Nas Entrelinhas 
Denise Rothenburg 
Correio Braziliense - 24/04/2012 
Os partidos se preparam para proteger seus governadores. Se for para chamar chefes de governos que têm contratos com a Delta, Lula e Dilma serão colocados na roda. Afinal, o Executivo federal, no ano passado, tinha mais de R$ 800 milhões em obras com a empresa
Em 2005, quando o então deputado José Dirceu (PT-SP) apresentava sua defesa no Conselho de Ética da Câmara, ele colocou entre suas testemunhas o então ministro de Ciência e Tecnologia e deputado, Eduardo Campos, do PSB. Sempre bem-humorado, ele comentou com amigos: "Não sei se isso é bom. Pense num homem, lá no interior, vendo o Jornal Nacional, e aparece o deputado ou o ministro, sentado, falando. O sujeito pensa logo: "Eita! Olha lá! Tá na CPI, e eu achei que ele era honesto". Até explicar que era testemunha, o prestígio foi-se embora. Isso não é bom nem a favor", comentava, provocando risos na turma sentada à sua volta.
O raciocínio dos partidos, neste momento, vai na mesma linha.
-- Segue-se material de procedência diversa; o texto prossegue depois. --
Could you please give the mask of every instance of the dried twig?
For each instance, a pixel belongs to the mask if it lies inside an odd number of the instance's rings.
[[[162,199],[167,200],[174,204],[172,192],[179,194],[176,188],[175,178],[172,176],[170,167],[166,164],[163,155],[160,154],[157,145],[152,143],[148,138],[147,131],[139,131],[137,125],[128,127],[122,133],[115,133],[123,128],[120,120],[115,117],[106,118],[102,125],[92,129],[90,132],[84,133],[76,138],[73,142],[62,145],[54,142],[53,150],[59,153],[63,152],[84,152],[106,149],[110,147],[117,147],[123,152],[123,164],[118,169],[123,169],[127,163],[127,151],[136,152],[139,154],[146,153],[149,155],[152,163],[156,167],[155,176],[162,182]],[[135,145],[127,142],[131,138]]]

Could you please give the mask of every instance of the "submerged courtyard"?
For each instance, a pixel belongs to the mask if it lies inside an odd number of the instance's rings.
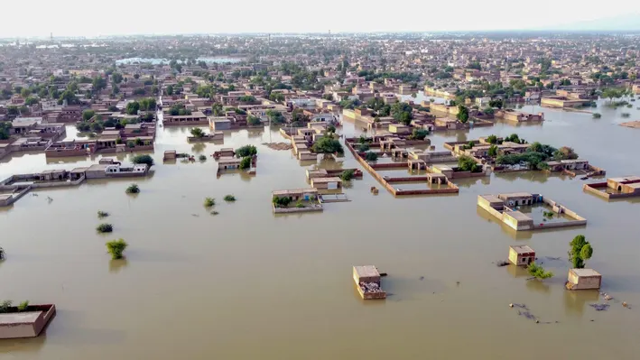
[[[630,154],[640,133],[617,125],[625,121],[622,110],[600,106],[599,119],[526,106],[531,113],[543,111],[545,121],[526,126],[496,123],[428,138],[442,149],[445,142],[517,133],[530,142],[571,146],[607,169],[607,177],[637,174],[640,159]],[[631,112],[640,117],[640,111]],[[608,203],[584,193],[585,181],[578,178],[542,171],[454,180],[458,194],[394,198],[385,190],[373,195],[370,189],[380,184],[365,171],[362,180],[343,188],[348,202],[324,204],[322,212],[274,215],[271,192],[308,188],[306,170],[363,167],[348,152],[338,160],[301,162],[290,150],[264,145],[288,142],[277,128],[224,131],[223,143],[194,144],[187,142],[189,126],[157,130],[151,152],[155,165],[150,176],[135,180],[141,189],[135,196],[125,193],[129,180],[92,180],[37,189],[11,208],[0,208],[8,259],[0,263],[0,297],[55,303],[58,310],[46,337],[2,342],[0,355],[107,359],[125,351],[155,358],[207,354],[282,359],[308,358],[310,351],[318,358],[347,358],[364,351],[372,358],[422,358],[425,346],[439,345],[429,356],[474,356],[480,348],[487,358],[501,358],[519,351],[524,338],[544,345],[519,356],[524,359],[634,358],[640,351],[634,341],[637,309],[612,304],[608,311],[596,311],[589,304],[603,301],[601,295],[563,287],[568,244],[583,234],[596,249],[589,266],[603,275],[603,291],[640,304],[638,198]],[[357,121],[343,121],[339,128],[344,137],[366,132]],[[75,133],[68,129],[68,136]],[[209,155],[246,144],[258,149],[255,175],[217,177]],[[168,150],[207,160],[163,163]],[[116,158],[126,162],[131,156]],[[0,161],[0,178],[88,166],[98,159],[51,162],[42,153],[11,154]],[[511,232],[477,208],[478,195],[519,191],[544,194],[589,224]],[[227,194],[237,201],[223,201]],[[202,206],[208,197],[217,199],[215,216]],[[544,222],[547,209],[542,208],[520,210]],[[113,233],[96,234],[98,210],[111,214]],[[109,260],[104,243],[120,237],[129,244],[125,259]],[[555,276],[525,281],[529,275],[522,269],[496,267],[494,263],[512,245],[534,248]],[[350,279],[357,264],[375,264],[389,273],[385,300],[362,302]],[[526,304],[544,324],[526,321],[509,303]],[[371,329],[379,337],[375,352],[357,345],[370,341]],[[460,337],[475,346],[455,346]],[[573,341],[583,346],[566,346]]]

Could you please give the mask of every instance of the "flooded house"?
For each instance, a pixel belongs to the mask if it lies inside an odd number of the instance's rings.
[[[602,275],[592,269],[570,269],[567,277],[568,290],[598,290]]]
[[[535,262],[535,252],[528,245],[511,245],[509,262],[516,266],[529,266]]]
[[[640,176],[607,179],[607,182],[584,184],[582,189],[606,199],[640,197]]]
[[[354,266],[353,281],[362,299],[386,299],[386,291],[382,290],[380,272],[376,266]]]

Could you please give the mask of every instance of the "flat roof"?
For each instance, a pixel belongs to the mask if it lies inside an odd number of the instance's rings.
[[[378,272],[378,270],[374,265],[354,266],[353,270],[356,271],[358,278],[372,278],[380,276],[380,272]]]
[[[593,269],[571,269],[570,272],[580,277],[602,276],[599,272]]]
[[[296,195],[296,194],[302,194],[305,192],[318,192],[318,189],[315,188],[307,188],[307,189],[292,189],[289,190],[274,190],[271,192],[271,195]]]
[[[332,178],[315,178],[313,179],[313,183],[316,182],[342,182],[342,179],[339,177]]]
[[[505,197],[505,198],[531,198],[533,197],[532,194],[528,192],[507,192],[505,194],[498,194],[498,197]]]
[[[498,198],[496,195],[480,195],[480,198],[484,198],[485,200],[487,200],[492,204],[495,202],[497,202],[500,204],[505,203],[505,201],[503,199]]]
[[[42,311],[12,312],[9,314],[0,314],[0,326],[32,324]]]
[[[517,254],[535,253],[529,245],[511,245],[509,247],[514,249]]]
[[[510,217],[517,221],[528,221],[533,220],[529,216],[522,213],[520,211],[505,211],[505,214],[508,214]]]

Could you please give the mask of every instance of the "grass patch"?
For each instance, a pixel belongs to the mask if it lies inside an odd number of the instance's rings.
[[[140,192],[140,187],[138,184],[131,184],[128,188],[126,188],[125,192],[127,194],[137,194]]]
[[[129,245],[123,239],[111,240],[107,243],[107,251],[111,254],[111,259],[122,259],[122,253]]]
[[[114,226],[111,224],[100,224],[97,226],[97,227],[96,227],[96,231],[101,234],[110,233],[114,231]]]

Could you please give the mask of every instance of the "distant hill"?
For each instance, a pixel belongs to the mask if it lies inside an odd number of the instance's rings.
[[[640,13],[570,23],[558,26],[546,27],[543,30],[635,32],[640,31]]]

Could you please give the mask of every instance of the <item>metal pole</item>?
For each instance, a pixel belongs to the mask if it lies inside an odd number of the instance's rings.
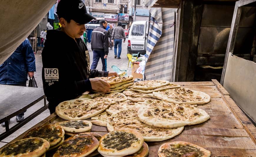
[[[134,0],[134,19],[133,20],[133,21],[136,21],[135,19],[136,18],[136,5],[137,4],[137,3],[138,2],[137,0]]]

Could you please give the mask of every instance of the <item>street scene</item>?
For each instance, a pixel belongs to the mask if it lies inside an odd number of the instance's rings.
[[[16,1],[0,157],[256,157],[256,0]]]

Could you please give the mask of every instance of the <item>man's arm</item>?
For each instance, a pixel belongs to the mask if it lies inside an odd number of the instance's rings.
[[[103,37],[103,46],[105,56],[107,56],[109,53],[109,34],[107,31],[105,31]],[[105,57],[105,56],[104,56]],[[106,56],[106,58],[107,58]]]
[[[24,42],[23,51],[25,52],[26,68],[28,75],[31,77],[34,75],[34,71],[36,71],[36,59],[34,52],[28,40]]]

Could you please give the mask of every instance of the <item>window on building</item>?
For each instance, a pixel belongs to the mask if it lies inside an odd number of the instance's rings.
[[[137,2],[137,3],[136,4],[136,5],[140,5],[140,0],[135,0],[135,3]]]

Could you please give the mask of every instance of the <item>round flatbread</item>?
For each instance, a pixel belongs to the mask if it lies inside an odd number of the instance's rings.
[[[112,114],[108,120],[107,127],[109,131],[120,128],[136,129],[143,136],[144,141],[162,141],[176,136],[182,131],[184,127],[172,128],[154,127],[140,121],[137,111],[132,109]]]
[[[114,88],[116,87],[118,87],[121,86],[122,85],[123,85],[124,84],[125,84],[131,82],[133,82],[133,81],[134,81],[134,79],[132,79],[132,80],[128,80],[128,81],[120,82],[120,83],[116,83],[115,84],[111,85],[110,85],[110,89]]]
[[[208,94],[188,88],[167,89],[152,93],[158,99],[174,103],[201,104],[211,100],[211,97]]]
[[[211,152],[198,146],[183,141],[165,143],[160,146],[159,157],[210,157]]]
[[[94,117],[91,118],[92,120],[90,121],[94,125],[102,126],[107,126],[107,120],[110,115],[106,111],[101,113]]]
[[[143,143],[140,149],[135,153],[126,156],[125,157],[146,157],[148,154],[148,146],[146,142]]]
[[[105,93],[97,93],[87,95],[83,95],[79,98],[87,98],[90,97],[93,99],[102,101],[106,99],[110,99],[112,100],[111,104],[114,104],[117,103],[124,101],[127,100],[127,97],[125,95],[122,93],[114,92],[106,94]]]
[[[110,105],[112,100],[77,99],[61,103],[56,107],[56,113],[66,120],[83,120],[99,114]]]
[[[100,140],[100,139],[102,137],[102,136],[100,135],[95,133],[92,132],[79,133],[74,135],[74,137],[76,137],[79,136],[83,136],[84,135],[89,135],[90,136],[92,136],[97,138],[97,139],[98,140],[98,141],[99,141],[99,140]],[[86,156],[87,157],[91,157],[94,156],[99,154],[99,153],[98,151],[98,150],[96,149],[93,152]]]
[[[96,150],[99,145],[97,139],[92,136],[72,136],[64,141],[53,157],[86,156]]]
[[[131,82],[129,83],[125,83],[125,84],[122,85],[119,87],[117,87],[114,88],[110,88],[110,90],[120,90],[123,88],[126,88],[129,86],[131,86],[133,84],[133,82]]]
[[[41,138],[22,139],[8,144],[0,149],[0,156],[38,157],[43,155],[50,143]]]
[[[58,148],[59,148],[61,145],[62,144],[62,143],[63,143],[63,142],[64,141],[64,138],[65,138],[65,136],[63,136],[63,137],[62,138],[62,139],[61,141],[60,141],[60,142],[57,143],[57,144],[55,146],[54,146],[51,147],[50,147],[50,148],[49,148],[49,149],[47,151],[49,151],[54,149],[57,149]]]
[[[177,128],[200,124],[210,118],[204,110],[189,105],[149,100],[143,103],[138,117],[143,123],[153,126]]]
[[[130,88],[148,90],[160,88],[169,85],[170,82],[165,80],[147,80],[135,82]]]
[[[98,151],[103,156],[125,156],[138,151],[143,142],[142,135],[135,130],[122,129],[103,136]]]
[[[138,103],[134,102],[121,102],[112,105],[109,108],[106,109],[106,111],[109,115],[111,115],[115,112],[120,110],[125,110],[128,108],[138,110],[140,105]]]
[[[168,85],[163,86],[163,87],[161,87],[160,88],[155,88],[154,89],[136,89],[135,88],[130,88],[130,89],[131,89],[131,90],[132,90],[137,91],[141,93],[152,93],[153,92],[156,92],[159,90],[162,90],[166,89],[179,88],[180,87],[180,86],[179,85],[172,83],[169,83]]]
[[[39,137],[47,140],[50,147],[56,145],[62,139],[65,131],[59,125],[47,125],[30,130],[25,135],[24,138]]]
[[[128,77],[119,77],[112,76],[109,77],[95,77],[95,78],[102,79],[107,81],[109,85],[113,85],[132,80],[133,78],[133,76],[130,75]]]
[[[61,126],[65,132],[82,133],[91,130],[92,124],[85,120],[72,120],[55,123]]]

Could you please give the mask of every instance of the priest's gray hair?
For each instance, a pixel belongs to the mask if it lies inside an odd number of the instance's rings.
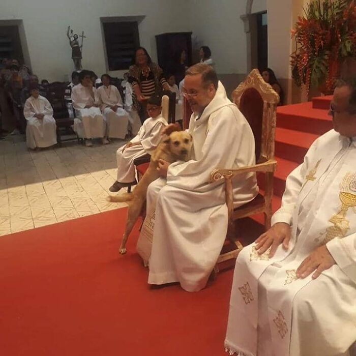
[[[348,99],[348,111],[350,114],[356,114],[356,77],[347,79],[339,79],[336,82],[336,87],[341,88],[343,86],[348,86],[351,92]]]
[[[190,67],[186,72],[186,75],[198,75],[201,74],[201,80],[205,87],[210,84],[213,84],[216,90],[218,88],[219,79],[216,72],[211,66],[204,63],[198,63]]]

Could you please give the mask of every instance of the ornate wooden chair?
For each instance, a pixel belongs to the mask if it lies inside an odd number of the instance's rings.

Por isso, entre quatro paredes, os líderes partidários farão o que for possível para evitar a presença de seus governadores nos bancos da Comissão Parlamentar de Inquérito que investigará as relações do bicheiro Carlos Cachoeira com autoridades e empresas privadas detentoras de obras públicas. E alguns não estão brincando quando dizem que não é possível convocar um governador só porque o estado tem obras com a empresa Delta.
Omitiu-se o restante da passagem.